People inherently don't want to download more apps, there is a lot of friction
in that process. Remove as much friction as you can there.

Narrow your action / marketing focus to get started. Perhaps see if you can
promote your app at destinations (to the co-benefit of the destination / place
if at all possible; tell the owner you'll market their business on your app in
exchange), rather than focusing on trying to get users outside of active
context. Go to where the activity is occurring, where people are doing the
thing you want them to use your app for (eg at a bar). If you're willing to
grind, that approach is probably your best bet (short of a huge, expensive ad
blitz). Where people are doing the thing in question, they will be most
receptive; outside of that, their receptivity plunges toward zero (unless
referred by a friend in the moment of / before / during an activity).
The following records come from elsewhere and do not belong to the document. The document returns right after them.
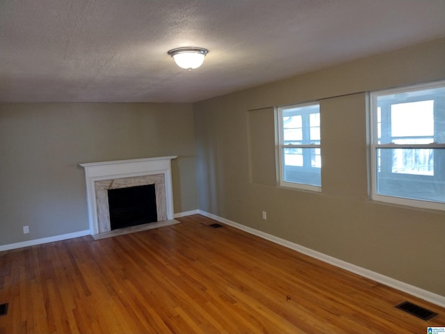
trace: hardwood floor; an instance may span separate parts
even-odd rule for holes
[[[0,333],[427,333],[445,309],[199,215],[0,252]],[[439,313],[423,321],[394,308]]]

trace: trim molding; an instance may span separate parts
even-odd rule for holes
[[[197,210],[197,211],[198,211],[197,213],[199,214],[202,214],[202,216],[205,216],[206,217],[211,218],[212,219],[214,219],[216,221],[220,221],[225,224],[229,225],[238,230],[242,230],[245,232],[247,232],[248,233],[254,234],[257,237],[265,239],[270,241],[274,242],[275,244],[278,244],[279,245],[284,246],[284,247],[286,247],[288,248],[293,249],[294,250],[296,250],[297,252],[310,256],[311,257],[316,258],[324,262],[327,262],[327,263],[329,263],[330,264],[332,264],[333,266],[338,267],[339,268],[341,268],[348,271],[351,271],[354,273],[357,273],[366,278],[369,278],[371,280],[375,280],[376,282],[384,284],[385,285],[388,285],[389,287],[394,287],[394,289],[397,289],[398,290],[403,291],[403,292],[406,292],[412,296],[419,297],[421,299],[429,301],[430,303],[433,303],[439,306],[445,307],[444,296],[441,296],[439,294],[435,294],[433,292],[430,292],[427,290],[424,290],[423,289],[414,287],[414,285],[410,285],[404,282],[395,280],[394,278],[391,278],[391,277],[385,276],[385,275],[382,275],[375,271],[372,271],[369,269],[366,269],[362,267],[356,266],[355,264],[346,262],[346,261],[343,261],[336,257],[327,255],[326,254],[323,254],[323,253],[314,250],[313,249],[308,248],[307,247],[299,245],[298,244],[295,244],[293,242],[289,241],[288,240],[285,240],[284,239],[279,238],[274,235],[265,233],[258,230],[255,230],[254,228],[245,226],[243,225],[239,224],[238,223],[235,223],[234,221],[229,221],[225,218],[222,218],[218,216],[209,214],[204,211],[201,211],[201,210]]]
[[[67,239],[77,238],[85,235],[90,235],[90,230],[67,233],[66,234],[56,235],[54,237],[48,237],[47,238],[35,239],[27,241],[16,242],[15,244],[9,244],[8,245],[0,245],[0,252],[3,250],[9,250],[10,249],[21,248],[22,247],[29,247],[30,246],[47,244],[49,242],[60,241],[62,240],[66,240]]]
[[[181,218],[181,217],[185,217],[187,216],[191,216],[192,214],[200,214],[200,210],[186,211],[184,212],[179,212],[178,214],[175,214],[174,217]],[[204,216],[204,214],[202,216]]]

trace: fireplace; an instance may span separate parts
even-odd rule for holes
[[[80,164],[85,168],[91,234],[148,221],[172,220],[170,161],[176,157]],[[131,194],[133,191],[136,194]],[[118,197],[123,194],[127,198],[123,203],[115,205],[115,193]],[[135,200],[131,204],[132,198]],[[138,202],[140,200],[143,204]],[[151,214],[145,212],[147,207]]]
[[[108,189],[111,230],[158,221],[154,184]]]

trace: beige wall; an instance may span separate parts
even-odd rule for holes
[[[196,209],[193,117],[190,104],[1,104],[0,245],[88,229],[81,162],[177,155],[175,212]]]
[[[369,198],[364,93],[445,79],[444,59],[441,39],[195,104],[200,209],[445,296],[445,212]],[[270,107],[312,100],[321,103],[321,193],[270,182]]]

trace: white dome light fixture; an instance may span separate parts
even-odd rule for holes
[[[209,50],[202,47],[178,47],[168,52],[176,65],[189,71],[201,66],[208,53]]]

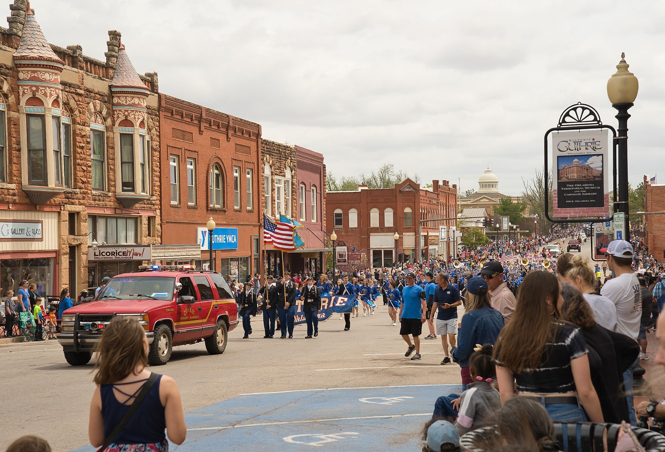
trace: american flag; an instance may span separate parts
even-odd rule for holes
[[[275,249],[293,251],[296,249],[293,243],[293,225],[273,221],[263,214],[263,243],[272,243]]]

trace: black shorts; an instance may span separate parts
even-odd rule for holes
[[[400,336],[420,336],[422,332],[422,322],[420,318],[402,318],[400,326]]]

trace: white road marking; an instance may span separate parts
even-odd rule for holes
[[[315,369],[317,372],[322,370],[360,370],[362,369],[403,369],[407,367],[430,368],[439,367],[439,364],[420,364],[420,366],[385,366],[370,368],[342,368],[340,369]]]
[[[329,435],[291,435],[291,436],[287,436],[283,439],[287,443],[291,443],[293,444],[307,444],[308,446],[320,446],[322,444],[325,444],[326,443],[332,443],[336,441],[338,439],[346,439],[346,438],[343,436],[340,436],[340,435],[360,435],[357,431],[342,431],[339,433],[331,433]],[[294,438],[303,438],[306,436],[311,436],[314,438],[320,439],[321,441],[313,441],[311,443],[305,443],[301,441],[295,441]]]
[[[400,397],[365,397],[358,399],[358,401],[364,401],[366,403],[377,403],[378,405],[392,405],[404,401],[404,399],[412,399],[408,396],[400,396]],[[383,401],[374,401],[374,400],[383,400]]]
[[[338,390],[380,390],[384,388],[418,388],[420,386],[450,386],[445,384],[410,384],[396,386],[362,386],[360,388],[321,388],[316,390],[291,390],[290,391],[273,391],[273,392],[247,392],[239,396],[260,396],[261,394],[282,394],[287,392],[310,392],[312,391],[337,391]]]
[[[442,385],[432,385],[440,386]],[[355,388],[354,388],[355,389]],[[241,425],[224,425],[223,427],[201,427],[196,429],[187,429],[188,431],[200,430],[226,430],[227,429],[239,429],[243,427],[261,427],[262,425],[283,425],[285,424],[308,423],[310,422],[332,422],[333,421],[351,421],[356,419],[389,419],[391,417],[409,417],[411,416],[431,416],[432,413],[418,413],[416,414],[386,414],[382,416],[357,416],[356,417],[332,417],[331,419],[310,419],[303,421],[282,421],[281,422],[261,422],[253,424],[242,424]]]

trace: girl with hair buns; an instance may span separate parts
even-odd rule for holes
[[[93,381],[97,387],[88,426],[90,444],[99,447],[110,441],[103,449],[107,452],[166,452],[167,434],[176,444],[182,444],[187,426],[180,393],[173,378],[146,368],[148,344],[138,320],[114,317],[104,329],[96,351]],[[115,438],[110,437],[144,385],[148,392],[136,412]]]
[[[602,422],[584,336],[559,320],[561,291],[557,277],[544,271],[529,273],[521,284],[513,320],[494,350],[501,401],[515,397],[517,382],[517,392],[554,421]]]
[[[610,331],[616,326],[616,308],[614,304],[596,291],[596,277],[589,266],[589,259],[582,256],[573,256],[565,274],[560,275],[562,282],[573,284],[582,292],[593,311],[596,322]]]

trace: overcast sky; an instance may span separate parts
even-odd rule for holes
[[[31,4],[49,42],[103,60],[118,30],[162,92],[321,152],[337,177],[390,161],[424,183],[459,178],[464,191],[489,165],[511,195],[542,167],[543,134],[568,106],[589,104],[616,126],[606,85],[625,52],[640,82],[629,179],[665,183],[665,2]]]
You better be a very social type, because you need to be out in the thick of
it. You need to be of the people, in it, pushing this thing to every human
that will listen at every location that will tolerate you. You need to be the
social manifestation of the result you want out of the app (since it's a very
social app by its nature), network user after user after user. This is an
example of doing something that doesn't scale, you're going to go out and sell
every initial new user on the app, where the app is going to live most of its
life (at destinations, events). After a while, the snowball momentum will take
over, if you're lucky, and you won't have to grind for every new user.

Messaging people is a dead-end in most cases. It's like a spam email or cold
call in how it lands in the brains of the people receiving it. Go to where the
action is, sell (promote) your thing in its proper environment.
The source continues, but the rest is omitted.